Un déluge de messages, d'encouragements, d'invitations parvenait à l'adolescente, tandis qu'un autre texte d'initiative canadienne appelant à luidécerner le prochain prix Nobel de la paix recueillait des milliers de signatures. En France, 150 parlementaires ont déposé une demande identique auprès du comité Nobel. Au Pakistan, une journée "pour Malala" est organisée en collaboration avec les Nations unies et de nombreuses ONG, le 10 novembre. Les images de l'adolescente sont diffusées en boucle sur les chaînes locales, des prières ont lieu dans les écoles. Le gouvernement annonce alors sa volonté de promouvoirl'éducation des filles et la création d'un programme attribuant une modique somme d'argent à 3 millions d'enfants pauvres, en échange de leur présence en classe. L'Unesco crée un fonds, baptisé "Plan Malala", visant à scolariser d'ici à 2015 les 32 millions de fillettes qui, selon Gordon Brown, ne le sont pas encore. 

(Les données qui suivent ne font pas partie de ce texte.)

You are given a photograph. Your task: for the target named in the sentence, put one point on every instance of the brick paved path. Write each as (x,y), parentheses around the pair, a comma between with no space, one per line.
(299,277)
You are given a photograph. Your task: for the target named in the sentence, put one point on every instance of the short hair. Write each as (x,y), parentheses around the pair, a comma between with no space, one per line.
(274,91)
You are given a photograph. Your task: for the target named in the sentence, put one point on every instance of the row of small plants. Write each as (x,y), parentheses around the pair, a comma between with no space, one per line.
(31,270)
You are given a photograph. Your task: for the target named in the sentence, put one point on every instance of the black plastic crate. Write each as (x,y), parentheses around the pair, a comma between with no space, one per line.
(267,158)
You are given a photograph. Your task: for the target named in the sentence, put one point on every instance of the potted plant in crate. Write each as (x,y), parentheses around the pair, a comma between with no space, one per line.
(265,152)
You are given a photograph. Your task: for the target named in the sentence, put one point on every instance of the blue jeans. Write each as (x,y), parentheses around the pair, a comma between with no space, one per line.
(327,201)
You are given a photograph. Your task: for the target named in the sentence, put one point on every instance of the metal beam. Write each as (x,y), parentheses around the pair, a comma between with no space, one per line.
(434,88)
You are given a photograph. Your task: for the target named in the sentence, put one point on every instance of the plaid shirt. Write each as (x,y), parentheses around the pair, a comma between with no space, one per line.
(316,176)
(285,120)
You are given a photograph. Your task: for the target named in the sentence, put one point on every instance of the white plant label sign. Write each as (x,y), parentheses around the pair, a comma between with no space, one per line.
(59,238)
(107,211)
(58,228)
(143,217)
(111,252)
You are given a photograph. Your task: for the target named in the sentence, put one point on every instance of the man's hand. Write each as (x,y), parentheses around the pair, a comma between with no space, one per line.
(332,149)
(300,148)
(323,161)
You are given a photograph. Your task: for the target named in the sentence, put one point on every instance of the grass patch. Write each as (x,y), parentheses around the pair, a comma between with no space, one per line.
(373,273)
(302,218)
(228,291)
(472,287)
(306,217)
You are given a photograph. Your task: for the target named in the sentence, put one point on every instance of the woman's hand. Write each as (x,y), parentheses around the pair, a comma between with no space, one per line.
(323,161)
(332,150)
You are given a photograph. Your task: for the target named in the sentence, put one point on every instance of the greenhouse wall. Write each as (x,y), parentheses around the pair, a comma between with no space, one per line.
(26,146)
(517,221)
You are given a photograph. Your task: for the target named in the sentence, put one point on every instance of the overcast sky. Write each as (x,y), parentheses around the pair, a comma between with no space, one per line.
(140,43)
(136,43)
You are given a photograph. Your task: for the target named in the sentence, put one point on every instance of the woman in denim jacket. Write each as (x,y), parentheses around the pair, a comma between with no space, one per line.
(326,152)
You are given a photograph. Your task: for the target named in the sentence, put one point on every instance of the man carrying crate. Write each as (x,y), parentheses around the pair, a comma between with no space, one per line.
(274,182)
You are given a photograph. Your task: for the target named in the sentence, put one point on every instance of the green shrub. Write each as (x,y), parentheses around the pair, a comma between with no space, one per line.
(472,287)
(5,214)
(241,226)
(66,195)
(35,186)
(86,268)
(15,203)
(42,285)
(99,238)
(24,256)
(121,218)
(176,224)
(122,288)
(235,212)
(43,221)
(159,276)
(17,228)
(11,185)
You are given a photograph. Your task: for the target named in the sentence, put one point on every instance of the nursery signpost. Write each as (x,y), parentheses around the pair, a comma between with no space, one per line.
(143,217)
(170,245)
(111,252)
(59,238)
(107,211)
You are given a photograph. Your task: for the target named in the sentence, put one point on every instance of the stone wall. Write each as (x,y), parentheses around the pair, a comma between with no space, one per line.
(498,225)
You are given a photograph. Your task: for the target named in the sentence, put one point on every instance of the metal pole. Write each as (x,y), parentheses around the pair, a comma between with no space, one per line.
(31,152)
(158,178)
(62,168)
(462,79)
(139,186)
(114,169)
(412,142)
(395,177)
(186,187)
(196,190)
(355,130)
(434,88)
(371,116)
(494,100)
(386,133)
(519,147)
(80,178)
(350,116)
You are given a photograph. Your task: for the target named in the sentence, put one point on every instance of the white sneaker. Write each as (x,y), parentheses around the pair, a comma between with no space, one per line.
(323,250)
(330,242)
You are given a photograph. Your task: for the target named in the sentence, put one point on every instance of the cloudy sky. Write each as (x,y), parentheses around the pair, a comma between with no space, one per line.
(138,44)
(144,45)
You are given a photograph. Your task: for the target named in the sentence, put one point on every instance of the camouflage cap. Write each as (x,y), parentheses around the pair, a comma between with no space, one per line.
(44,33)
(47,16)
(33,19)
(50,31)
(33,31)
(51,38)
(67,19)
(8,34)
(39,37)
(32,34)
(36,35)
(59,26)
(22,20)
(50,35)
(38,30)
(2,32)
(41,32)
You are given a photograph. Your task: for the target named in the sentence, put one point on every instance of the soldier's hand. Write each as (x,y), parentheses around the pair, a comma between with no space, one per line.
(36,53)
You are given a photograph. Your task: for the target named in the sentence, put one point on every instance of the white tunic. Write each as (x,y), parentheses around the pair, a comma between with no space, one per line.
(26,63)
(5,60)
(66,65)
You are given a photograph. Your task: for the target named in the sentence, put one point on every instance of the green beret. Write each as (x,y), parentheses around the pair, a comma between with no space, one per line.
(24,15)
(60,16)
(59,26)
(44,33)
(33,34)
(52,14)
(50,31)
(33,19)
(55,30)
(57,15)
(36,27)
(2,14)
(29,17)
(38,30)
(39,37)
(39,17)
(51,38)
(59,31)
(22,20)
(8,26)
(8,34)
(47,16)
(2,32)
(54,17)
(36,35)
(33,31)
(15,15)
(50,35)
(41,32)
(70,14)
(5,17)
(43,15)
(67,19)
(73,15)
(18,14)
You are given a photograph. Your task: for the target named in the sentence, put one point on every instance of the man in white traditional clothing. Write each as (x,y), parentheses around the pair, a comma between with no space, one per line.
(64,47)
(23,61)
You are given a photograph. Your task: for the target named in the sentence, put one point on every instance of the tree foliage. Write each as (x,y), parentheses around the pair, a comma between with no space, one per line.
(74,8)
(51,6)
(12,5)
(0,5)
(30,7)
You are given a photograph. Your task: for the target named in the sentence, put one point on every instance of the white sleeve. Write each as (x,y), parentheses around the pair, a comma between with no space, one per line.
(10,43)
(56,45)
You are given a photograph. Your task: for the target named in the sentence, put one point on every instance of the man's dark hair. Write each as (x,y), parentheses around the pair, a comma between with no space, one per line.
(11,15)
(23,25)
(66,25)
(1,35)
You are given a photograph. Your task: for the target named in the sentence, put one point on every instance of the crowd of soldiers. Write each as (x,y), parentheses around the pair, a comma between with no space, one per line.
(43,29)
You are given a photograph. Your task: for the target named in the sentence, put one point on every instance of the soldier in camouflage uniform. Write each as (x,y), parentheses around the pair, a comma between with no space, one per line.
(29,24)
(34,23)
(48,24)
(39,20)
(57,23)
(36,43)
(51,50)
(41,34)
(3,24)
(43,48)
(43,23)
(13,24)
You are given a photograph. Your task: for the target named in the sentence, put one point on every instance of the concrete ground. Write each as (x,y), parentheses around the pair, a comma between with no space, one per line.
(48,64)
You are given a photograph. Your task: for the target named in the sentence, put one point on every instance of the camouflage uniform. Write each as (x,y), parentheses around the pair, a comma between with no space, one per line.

Lire (en édition abonnés) : "Malala, au nom des filles" 
UN ANNIVERSAIRE À L'ONU
Transférée au Royaume-Uni, Malala Yousafzai a été opérée avec succès à Birmingham, où elle réside et où elle est scolarisée depuis mars. "Ça a été difficile de s'adapter à une culture et une société nouvelles, surtout pour ma mère, car on n'avait jamais vu des femmes aussi libres, libres d'aller sur n'importe quel marché, seules, sans frère ou père pour les accompagner", raconte-t-elle.
Son premier discours en public, elle le prononce à New York devant l'Assemblée générale des Nations unies, le jour de ses 16 ans. Parmi le parterre de personnalités se trouvent le secrétaire général de l'ONU Ban Ki-moon, Gordon Brown, et plusieurs centaines de jeunes de 12 à 25 ans représentant 85 pays. Les talibans "pensaient qu'une balle pourrait nous réduire au silence mais ils ont échoué, du silence sont sorties des milliers de voix", dit la jeune miraculée, entièrement vêtue de rose et les épaules recouvertes du châle blanc de Benazir Bhutto, l'ancienne première ministre du Pakistan tuée dans un attentat en 2007.
"Les extrémistes ont peur des livres et des stylos. Le pouvoir de l'éducation les effraie", a déclaré la jeune fille. Accueillie par des applaudissements, Malala a lancé un appel aux gouvernements "à assurer une éducation libre et obligatoire à chaque enfant dans le monde""Un enfant, un enseignant, un livre et un stylo peuvent changer le monde", a-t-elle clamé devant ses parents émus.